Resulting CSV fields

Examine human-readable csv validation report. Say a data dictionary is not valid. The csv report summary will give these errors. If this is the case, you can edit the csv data dictionary and re-run `convert_vlmd` with the csv input type. For an example of this, see the csv validation demo notebook. In this notebook, all files are valid, so the summary will return a 
report indicating it is valid.

In [16]:
print(Path("output/errors/heal-csv-errors-summary.txt").read_text())


# -----
# valid: memory 
# -----

## Summary 

+------------------------+-------------------+
| Description            | Size/Name/Count   |
| File name (Not Found)  | memory            |
+------------------------+-------------------+
| File size              | N/A               |
+------------------------+-------------------+
| Total Time Taken (sec) | 0.031             |
+------------------------+-------------------+




You can view the data dictionary by looking via a pandas dataframe from the written file or directly from the returned
data dictionary object. 

In [17]:
pd.DataFrame(data_dictionaries['csvtemplate']).head()

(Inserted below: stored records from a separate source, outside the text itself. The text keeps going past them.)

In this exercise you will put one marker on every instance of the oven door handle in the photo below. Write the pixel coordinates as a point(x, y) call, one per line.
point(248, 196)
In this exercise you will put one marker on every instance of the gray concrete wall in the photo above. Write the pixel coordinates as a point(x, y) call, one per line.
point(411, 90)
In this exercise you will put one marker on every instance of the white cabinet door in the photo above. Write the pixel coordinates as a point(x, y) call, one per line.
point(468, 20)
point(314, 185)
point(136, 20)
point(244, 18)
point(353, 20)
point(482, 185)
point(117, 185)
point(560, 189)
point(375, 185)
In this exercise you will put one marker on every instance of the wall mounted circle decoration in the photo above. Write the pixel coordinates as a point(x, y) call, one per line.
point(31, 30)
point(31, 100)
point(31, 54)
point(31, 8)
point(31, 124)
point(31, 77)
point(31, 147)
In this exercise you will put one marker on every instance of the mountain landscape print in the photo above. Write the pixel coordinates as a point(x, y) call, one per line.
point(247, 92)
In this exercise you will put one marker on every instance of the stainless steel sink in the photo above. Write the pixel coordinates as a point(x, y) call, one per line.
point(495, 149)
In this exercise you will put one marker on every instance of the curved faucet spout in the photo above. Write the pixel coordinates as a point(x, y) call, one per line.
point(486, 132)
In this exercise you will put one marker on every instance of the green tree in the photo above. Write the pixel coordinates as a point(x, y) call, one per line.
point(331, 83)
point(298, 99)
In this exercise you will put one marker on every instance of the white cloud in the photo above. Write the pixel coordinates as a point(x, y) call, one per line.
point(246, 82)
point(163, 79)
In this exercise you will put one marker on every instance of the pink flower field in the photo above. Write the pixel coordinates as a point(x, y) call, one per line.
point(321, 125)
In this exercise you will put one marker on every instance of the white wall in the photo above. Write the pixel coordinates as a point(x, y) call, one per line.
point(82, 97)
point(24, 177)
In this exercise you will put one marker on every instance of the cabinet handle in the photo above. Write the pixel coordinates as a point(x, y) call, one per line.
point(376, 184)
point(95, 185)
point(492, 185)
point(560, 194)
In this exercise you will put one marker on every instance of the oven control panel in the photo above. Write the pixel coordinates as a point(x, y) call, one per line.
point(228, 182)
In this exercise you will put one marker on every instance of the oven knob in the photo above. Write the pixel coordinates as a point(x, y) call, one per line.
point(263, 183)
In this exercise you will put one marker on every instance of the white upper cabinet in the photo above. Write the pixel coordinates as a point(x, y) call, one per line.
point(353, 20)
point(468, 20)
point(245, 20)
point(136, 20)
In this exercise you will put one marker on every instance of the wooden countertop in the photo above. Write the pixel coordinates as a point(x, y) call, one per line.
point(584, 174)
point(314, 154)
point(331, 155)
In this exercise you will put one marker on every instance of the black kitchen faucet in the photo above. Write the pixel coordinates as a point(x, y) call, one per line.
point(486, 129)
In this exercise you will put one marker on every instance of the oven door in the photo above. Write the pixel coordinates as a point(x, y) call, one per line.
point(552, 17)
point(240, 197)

Unnamed: 0,module,name,title,description,type,format,constraints.maxLength,constraints.enum,constraints.pattern,constraints.maximum,...,univar_stats.median,univar_stats.mean,univar_stats.std,univar_stats.min,univar_stats.max,univar_stats.mode,univar_stats.count,univar_stats.twenty_five_percentile,univar_stats.seventy_five_percentile,univar_stats.cat_marginals
0,,CASEID,,Case identification number,any,,,,,,...,,,,,,,,,,
1,,LST,,State postal code,any,,,,,,...,,,,,,,,,,
2,,MHINTAKE,,Facility offers mental health intake,integer,,,,,,...,,,,,,,,,,
3,,MHDIAGEVAL,,Facility offers mental health diagnostic evalu...,integer,,,,,,...,,,,,,,,,,
4,,MHREFERRAL,,Facility offers mental health information and/...,integer,,,,,,...,,,,,,,,,,


Resulting JSON object 

> Note how currently the fields are nested within the data_dictionary property) as opposed to the csv tempalte which just has fields.

In [18]:
print(json.dumps(data_dictionaries['jsontemplate'],indent=4)[0:1000])

{
    "name": "example_nmhss_2019_first_20recs",
    "title": "Healdata-utils Demonstration Data Dictionary",
    "description": "This is a proof of concept to demonstrate the healdata-utils functionality",
    "data_dictionary": {
        "name": "example_nmhss_2019_first_20recs",
        "title": "Healdata-utils Demonstration Data Dictionary",
        "description": "This is a proof of concept to demonstrate the healdata-utils functionality",
        "data_dictionary": [
            {
                "name": "CASEID",
                "type": "any",
                "description": "Case identification number"
            },
            {
                "name": "LST",
                "type": "any",
                "description": "State postal code"
            },
            {
                "name": "MHINTAKE",
                "type": "integer",
                "description": "Facility offers mental health intake"
            },
            {
                "name": "MHDIAGEVAL",
    

## Via command line

We will demonstrate the `vlmd` command line utility using one of the data dictionaries. 

In [19]:
# make a separate output-cli folder for cli demo

Path("output-cli").mkdir(exist_ok=True)

In [20]:
!vlmd --help

Usage: vlmd [OPTIONS]

Options:
  --filepath TEXT                 Path to the file you want to convert to a
                                  HEAL data dictionary  [required]
  --title TEXT                    The title of your data dictionary. If not
                                  specified, then the file name will be used
  --description TEXT              Description of data dictionary
  --inputtype [csv|sav|dta|por|sas7bdat|json|redcap.csv]
                                  The type of your input file.
  --outputdir TEXT                The folder where you want to output your
                                  HEAL data dictionary
  --help                          Show this message and exit.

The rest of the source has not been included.